Mais la plupart des communes du département sont évidemment bien en deçà de la taille
de Florac. 200 ou 300 habitants sont plus courants, moins de 100 est fréquent, ce
qui, hélas, ne suffit généralement pas à maintenir des commerces ou des services.
Les épiceries ou stations d'essence ne sont déjà pas courantes, les écoles, derniers
bastions d'organisation sociale, ont fermé dans l'essentiel des villages.
Pour rassembler les dernières forces et résister un peu plus longtemps, des regroupements
de services parfois étonnants sont tentés. L'épicerie - station service reste relativement
classique, le (feu) photographe - magasin de musique de Florac était plus inhabituel,
la palme va sans doute au Temple - Mairie de Bassurels. Comme si ici, la séparation
de l'église et de l'état n'était encore qu'une notion théorique ?

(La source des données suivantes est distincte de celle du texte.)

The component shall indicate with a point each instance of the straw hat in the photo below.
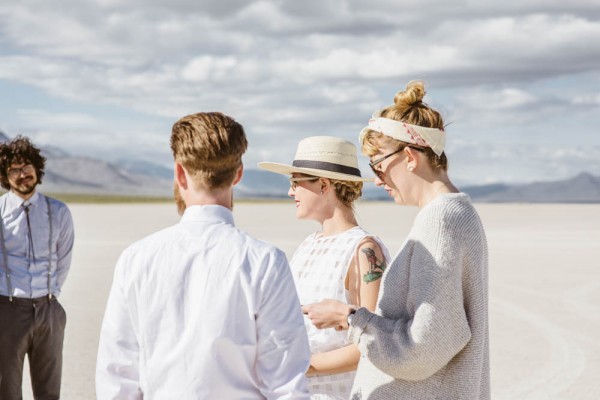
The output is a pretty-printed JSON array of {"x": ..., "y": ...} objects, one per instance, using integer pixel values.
[{"x": 322, "y": 156}]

Du coup, une différence assez nette s'observe entre les hameaux qui proposent tout
ça, et concentrent donc la vie économique et sociale, et les autres, réduits au
rôle de lieux d'habitation ("cités dortoirs", disent les mauvaises langues). Mais
on y est tranquilles.
L'une des légendes les plus tenaces raconte qu'il n'y aurait, en tout et pour tout,
que 7 feux rouges dans le département... Personne ne prend la peine de le vérifier,
et après tout ça n'est pas si important car même si c'est 20 ou 30, cela fait quand
même bien peu, et ça fait baver les citadins...
Autre signification possible du chiffre 7 : il n'y aurait, paraît-il, que 7 intermittents
du spectacle (catégorie "artiste") dans le département. Je n'ai pas vérifié, je
pense que ce chiffre a lui aussi augmenté dans les années qui viennent de passer.
Et tout cas, une chose est sûre : pas facile de faire une manif à 7 lorsque le statut
est remis en question, comme en cette période troublée de juillet 2003 !
Quand c'est l'anniversaire d'un enfant, tous les petits copains invités foncent
aux "10.000 articles", LE magasin de Florac dans lequel on peut facilement trouver
des tas de p'tits trucs pour ce genre de situation. Du coup sur 10 gamins invités,
à tous les coups il y en a 3 qui achètent la même chose et les parents de l'heureux
élu doivent immanquablement aller échanger la babiole contre une autre.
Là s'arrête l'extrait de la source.